The Turkish lira surrendered early gains on Tuesday as investors worried about the make-up of newly empowered President Tayyip Erdogan’s cabinet, in which his son-in-law will serve as treasury and finance minister.
The new cabinet excludes former deputy prime minister Mehmet Simsek, considered the most market-friendly minister in the previous government.
The lira, which has lost nearly a fifth of its value against the dollar this year, stood at 4.7272 at 1105 GMT, having weakened as far as 4.75 overnight. It had closed at 4.5745 on Friday.
The appointment of Berat Albayrak, a former energy minister, to run the economy underscores worries among investors about Erdogan’s drive for greater control over monetary policy.
It “has heightened concern that the new government will not take the appropriate policy action required to address an overheating economy and structural problems,” said Derek Halpenny, European Head of Global Markets Research at MUFG.

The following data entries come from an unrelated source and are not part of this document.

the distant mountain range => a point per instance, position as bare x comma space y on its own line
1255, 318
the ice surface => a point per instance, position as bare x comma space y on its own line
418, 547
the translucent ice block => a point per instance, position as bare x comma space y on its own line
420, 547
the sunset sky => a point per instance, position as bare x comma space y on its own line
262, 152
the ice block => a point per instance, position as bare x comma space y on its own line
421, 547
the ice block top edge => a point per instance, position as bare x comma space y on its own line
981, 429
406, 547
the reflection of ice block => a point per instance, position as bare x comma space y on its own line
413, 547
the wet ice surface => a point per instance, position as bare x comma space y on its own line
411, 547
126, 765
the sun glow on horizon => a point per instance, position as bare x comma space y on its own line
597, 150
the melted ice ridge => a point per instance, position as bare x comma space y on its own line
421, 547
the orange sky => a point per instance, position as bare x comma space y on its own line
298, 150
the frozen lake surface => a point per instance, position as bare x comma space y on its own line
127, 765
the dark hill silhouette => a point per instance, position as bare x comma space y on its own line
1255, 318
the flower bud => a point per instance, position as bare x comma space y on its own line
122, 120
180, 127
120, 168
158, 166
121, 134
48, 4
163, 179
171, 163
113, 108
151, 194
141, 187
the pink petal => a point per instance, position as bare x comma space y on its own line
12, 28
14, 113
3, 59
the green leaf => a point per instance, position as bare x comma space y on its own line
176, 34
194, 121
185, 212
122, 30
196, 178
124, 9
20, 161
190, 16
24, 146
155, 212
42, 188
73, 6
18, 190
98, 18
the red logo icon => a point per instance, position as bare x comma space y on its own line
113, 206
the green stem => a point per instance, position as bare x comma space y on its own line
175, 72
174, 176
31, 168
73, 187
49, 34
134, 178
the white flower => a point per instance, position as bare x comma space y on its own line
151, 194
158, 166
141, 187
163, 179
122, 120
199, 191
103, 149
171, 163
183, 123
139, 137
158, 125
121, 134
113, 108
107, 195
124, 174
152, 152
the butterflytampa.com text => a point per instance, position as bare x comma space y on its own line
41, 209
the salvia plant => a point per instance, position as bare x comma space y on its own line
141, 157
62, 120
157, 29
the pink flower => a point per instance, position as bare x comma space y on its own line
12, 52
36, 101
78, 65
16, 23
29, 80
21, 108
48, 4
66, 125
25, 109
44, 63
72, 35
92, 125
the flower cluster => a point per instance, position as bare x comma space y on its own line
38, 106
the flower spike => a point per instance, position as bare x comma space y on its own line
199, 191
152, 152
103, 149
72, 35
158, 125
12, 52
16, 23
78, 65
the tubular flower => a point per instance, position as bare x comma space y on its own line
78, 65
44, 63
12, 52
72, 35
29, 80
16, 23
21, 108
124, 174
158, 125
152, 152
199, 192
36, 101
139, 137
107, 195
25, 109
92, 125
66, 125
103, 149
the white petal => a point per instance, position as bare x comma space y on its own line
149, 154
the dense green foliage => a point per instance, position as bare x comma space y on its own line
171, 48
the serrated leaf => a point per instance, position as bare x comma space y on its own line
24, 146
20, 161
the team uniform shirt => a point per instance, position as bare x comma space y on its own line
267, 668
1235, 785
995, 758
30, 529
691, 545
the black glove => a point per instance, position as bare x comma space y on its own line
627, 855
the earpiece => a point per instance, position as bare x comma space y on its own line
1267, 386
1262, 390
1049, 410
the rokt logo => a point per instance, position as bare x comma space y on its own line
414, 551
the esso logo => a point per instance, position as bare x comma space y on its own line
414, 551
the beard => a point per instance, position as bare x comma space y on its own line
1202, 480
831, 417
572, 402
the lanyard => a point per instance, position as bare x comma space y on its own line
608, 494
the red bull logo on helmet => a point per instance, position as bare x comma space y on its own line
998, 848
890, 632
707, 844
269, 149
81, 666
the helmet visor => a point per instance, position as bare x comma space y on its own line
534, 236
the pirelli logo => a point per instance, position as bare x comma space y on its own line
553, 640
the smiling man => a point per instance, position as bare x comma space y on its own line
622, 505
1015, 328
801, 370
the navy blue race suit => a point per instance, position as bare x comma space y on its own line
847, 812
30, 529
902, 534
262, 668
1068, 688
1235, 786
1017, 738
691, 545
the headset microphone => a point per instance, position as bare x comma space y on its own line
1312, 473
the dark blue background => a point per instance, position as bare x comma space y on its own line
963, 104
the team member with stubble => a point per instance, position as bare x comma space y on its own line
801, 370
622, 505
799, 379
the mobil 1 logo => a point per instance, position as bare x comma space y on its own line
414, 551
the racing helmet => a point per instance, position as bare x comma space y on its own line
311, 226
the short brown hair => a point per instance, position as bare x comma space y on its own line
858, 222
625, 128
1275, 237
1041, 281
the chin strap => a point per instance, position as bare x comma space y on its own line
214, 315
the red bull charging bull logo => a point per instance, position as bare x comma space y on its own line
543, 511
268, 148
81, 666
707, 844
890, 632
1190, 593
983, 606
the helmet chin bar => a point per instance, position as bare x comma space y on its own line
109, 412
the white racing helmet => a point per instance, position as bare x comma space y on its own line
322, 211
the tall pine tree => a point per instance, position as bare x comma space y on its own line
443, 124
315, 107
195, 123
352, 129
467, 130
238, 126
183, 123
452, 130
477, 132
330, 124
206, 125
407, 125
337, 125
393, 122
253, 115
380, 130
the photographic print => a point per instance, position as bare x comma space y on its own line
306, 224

The yield on Turkey’s benchmark 10-year bond rose to 17.84 per cent from 17.35 per cent at Monday’s close, while the two-year bond yield rose 46 per centage points to over 20.23 per cent.
Turkey’s dollar bonds also fell and their average yields surged.
The market will be keeping a close eye on the new minister’s comments and signals regarding Turkey’s persistent double-digit inflation and wide current account deficit.
“Albayrak will have to move very quickly to reassure financial markets — and will need to send a signal that he will listen,” BlueBay Asset Management strategist Timothy Ash wrote on Twitter. “The economy faces a challenging time and this is a time for orthodoxy.”
A decree on Tuesday said Turkey’s new executive presidency will now appoint the central bank governor and monetary policy committee members. It also trimmed the terms they will serve to four years from five, further heightening long-running concerns about the independence of the central bank.
Istanbul’s main BIST 100 share index fell more than 2 per cent to 97,147.00 points.